Six Feet of Foreplay. 6 Hard Brothers and a Dog.
The pair decided on the name in reference to Portmans physical appearance in the film V for Vendetta.
Most hilarious band names. Theres really just no defending these. These band names dont even have the excuse of laziness to fall back on. Sadly the people involved probably thought about it a great deal.
They just werent very good at thinking. The 6 Most Mind-Blowing Modern Ghost Towns 15. Having a unique name not only sets you apart but can make you more memorable.
These funniest band names of all-time take things to the next level with these hilarious and unique names. 50 Naked Midgets A Band Named Bob Actual Size Aids Wolf Alien Ant Farm All You Can Eat Anal Cunt Anus the Menace Army of Prawns As I Lay Dying Bad Tequila. Band That Shot Liberty Valence.

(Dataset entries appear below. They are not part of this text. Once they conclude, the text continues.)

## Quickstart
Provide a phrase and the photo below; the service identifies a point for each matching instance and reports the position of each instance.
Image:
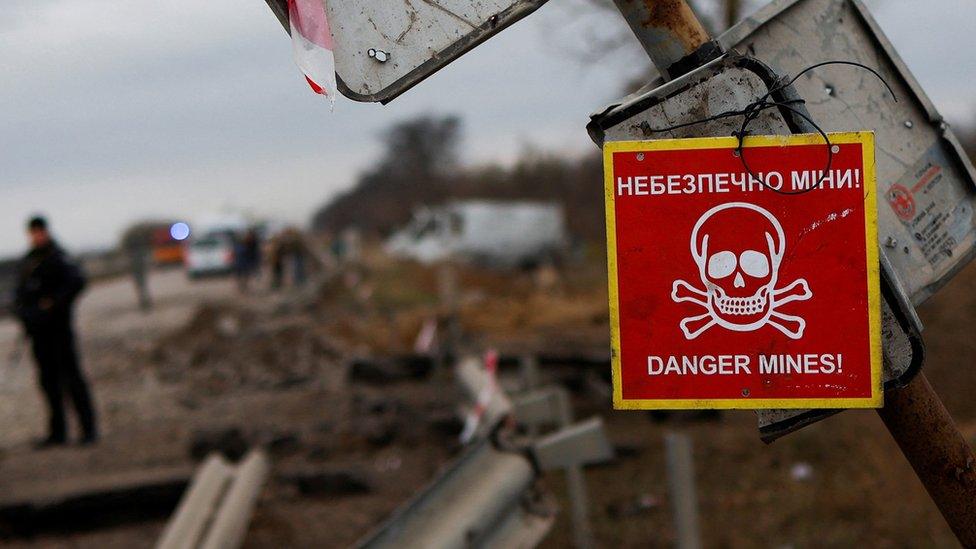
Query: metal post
(667, 29)
(576, 484)
(681, 486)
(448, 290)
(940, 455)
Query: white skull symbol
(739, 248)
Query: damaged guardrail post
(551, 406)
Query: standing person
(47, 287)
(247, 259)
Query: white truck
(502, 233)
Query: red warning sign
(735, 287)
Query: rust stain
(676, 16)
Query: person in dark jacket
(48, 285)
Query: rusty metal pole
(667, 29)
(940, 455)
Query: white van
(505, 233)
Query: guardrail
(489, 497)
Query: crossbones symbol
(738, 248)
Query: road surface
(108, 315)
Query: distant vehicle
(166, 250)
(210, 255)
(503, 233)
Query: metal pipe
(230, 524)
(940, 455)
(681, 486)
(668, 30)
(197, 505)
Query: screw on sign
(744, 288)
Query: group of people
(48, 285)
(286, 251)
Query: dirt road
(107, 313)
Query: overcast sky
(116, 111)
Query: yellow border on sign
(866, 139)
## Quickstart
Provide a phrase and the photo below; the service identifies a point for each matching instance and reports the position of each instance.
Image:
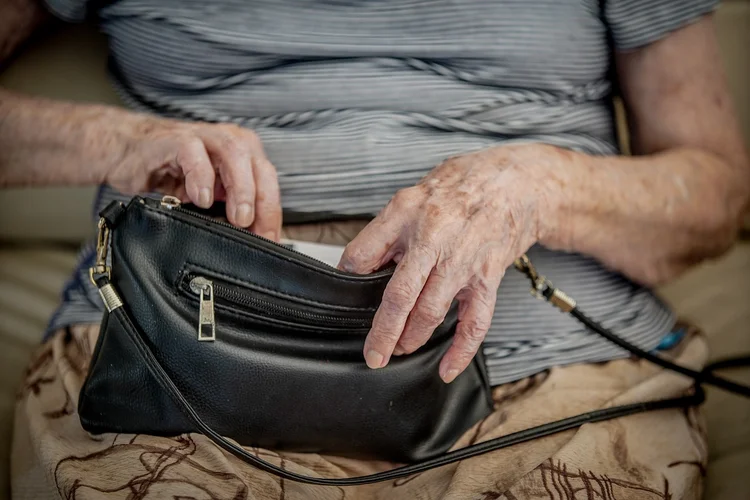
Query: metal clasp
(542, 288)
(100, 267)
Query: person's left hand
(453, 235)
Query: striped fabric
(357, 99)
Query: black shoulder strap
(165, 382)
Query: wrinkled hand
(453, 235)
(201, 162)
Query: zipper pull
(206, 320)
(170, 202)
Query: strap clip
(100, 267)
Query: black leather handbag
(266, 344)
(215, 330)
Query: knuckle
(474, 332)
(355, 253)
(399, 296)
(383, 337)
(405, 198)
(410, 344)
(232, 147)
(428, 314)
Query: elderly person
(473, 132)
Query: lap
(643, 456)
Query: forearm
(649, 217)
(45, 142)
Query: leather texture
(120, 322)
(287, 374)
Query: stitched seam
(240, 282)
(241, 315)
(352, 279)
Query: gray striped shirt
(357, 99)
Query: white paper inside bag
(330, 254)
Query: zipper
(173, 203)
(206, 320)
(211, 291)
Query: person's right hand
(200, 162)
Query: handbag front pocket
(212, 291)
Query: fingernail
(374, 359)
(346, 266)
(242, 215)
(449, 375)
(271, 235)
(204, 197)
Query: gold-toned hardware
(541, 286)
(206, 318)
(562, 300)
(168, 201)
(100, 266)
(111, 300)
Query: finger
(232, 156)
(399, 298)
(193, 160)
(267, 198)
(474, 322)
(373, 246)
(429, 311)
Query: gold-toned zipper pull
(168, 201)
(206, 319)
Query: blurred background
(41, 229)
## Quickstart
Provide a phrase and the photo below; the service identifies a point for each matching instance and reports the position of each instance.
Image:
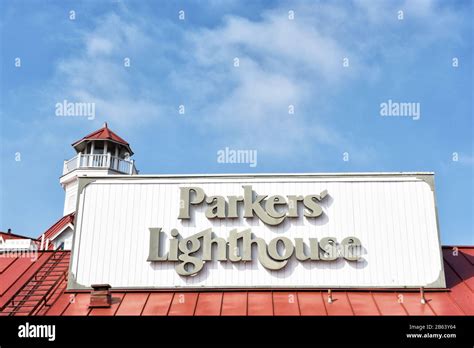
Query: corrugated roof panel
(11, 276)
(234, 303)
(362, 303)
(14, 278)
(158, 303)
(260, 303)
(132, 303)
(442, 304)
(79, 305)
(411, 301)
(461, 265)
(460, 292)
(285, 303)
(116, 300)
(6, 262)
(209, 303)
(389, 303)
(311, 303)
(340, 304)
(60, 305)
(184, 303)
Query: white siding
(394, 217)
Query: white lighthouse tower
(100, 153)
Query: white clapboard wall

Why its ridiculous. Putting aside 80s metal bands fascination with animals for a minute White Tiger Whitesnake Great White Jackyl Ratt unless youre a Mozart-level talent theres simply. List of the worst band names ever chosen.
With the ridiculous multitude of options for consumers not just among the diverse crop of musical acts but all the different ways of discovering new music picking the right band name is more important than ever. There are lots of requirements. The best band names have to be memorable enough for people to hear once or twice and remember.
It has to be easily searchable in Google and social networks so new fans can find you. The band name. Shitty Shitty Band Band.
Shot Down In Ecuador Jr. Shower of Smegma. The Shower Scene from Psycho.
Sick Little Monkey. Simon Go Fuck Yourself. Simulated Orgasms Simulerte Orgasmer Sinus Envy.
Six Feet of Foreplay. 6 Hard Brothers and a Dog. Cripple Bastards Cripple Bastards first formed back in 1988.
This Italian band was originally formed in Asti Italy by Giulio The Bastard drums and Alberto guitars vocals who at the time were 14yr old school boys initially adopting the ever so tender name Grimcorpses. Me Yr Daughter Sophisticated Side Ponytail Beard Lust Hush Hush. The bands name came about when Shaun Libman and Luke Smith were still in school.
The pair decided on the name in reference to Portmans physical appearance in the film V for Vendetta. The most bonkers best worst most offensive outrageous band namesever. Honorary mention to fictional scottish 80s metal band love fist.
Just for good measure cast this sex fiend as an extraterrestrial and youve got one of the most adventurous band names ever. Cattle Decapitation San Diegos beloved troop of pet-friendly deathgrinders chose this name for its shock value as a protest against the abuse and consumption of. Heres 21 some hilarious some horrendously cringey 1.
Theres been a real surge in bands these last few years turning to puns for band names. Some are wittily. If you were an early-to-mid 2000s folk slash indie band with an 82 rating from Pitchfork and an appearance on the Garden State soundtrack this would be such a great name for your flagship single.
Triple j Unearthed Embedded Player. I Am The World Trade Center This name was even better pre-911 7. Dogs Die in Hot Cars A band name and a public service announcement 8.
Dead Can Dance 9. Thank goodness Freddie Mercury soon joined the band after the name change kicking off one of the greatest rock bands of all time. While Blue Öyster Cult may not be the worlds greatest band name its still a damn sight better than Soft White Underbelly the moniker that founding BÖC members Buck Dharma Albert Bouchard and Allen Lanier performed and recorded under during the late Sixties.
It took the exit of original lead singer Les Braunstein who was replaced by Eric Bloom and a particularly scathing review of one of their shows at the Fillmore East to convince band. I Cant Stop Laughing. I have to say Donald Duck has not aged gracefully.
Mmmm she looks delicious. I can only imagine how every conversation starts. It could not have been an.
When Guy Berryman joined the group the band changed their name from Pectoralz to Starfish. In 1988 they became Coldplay which was a name suggested by a fellow student who simply upcycled his old band name for Chris Martin and the gang.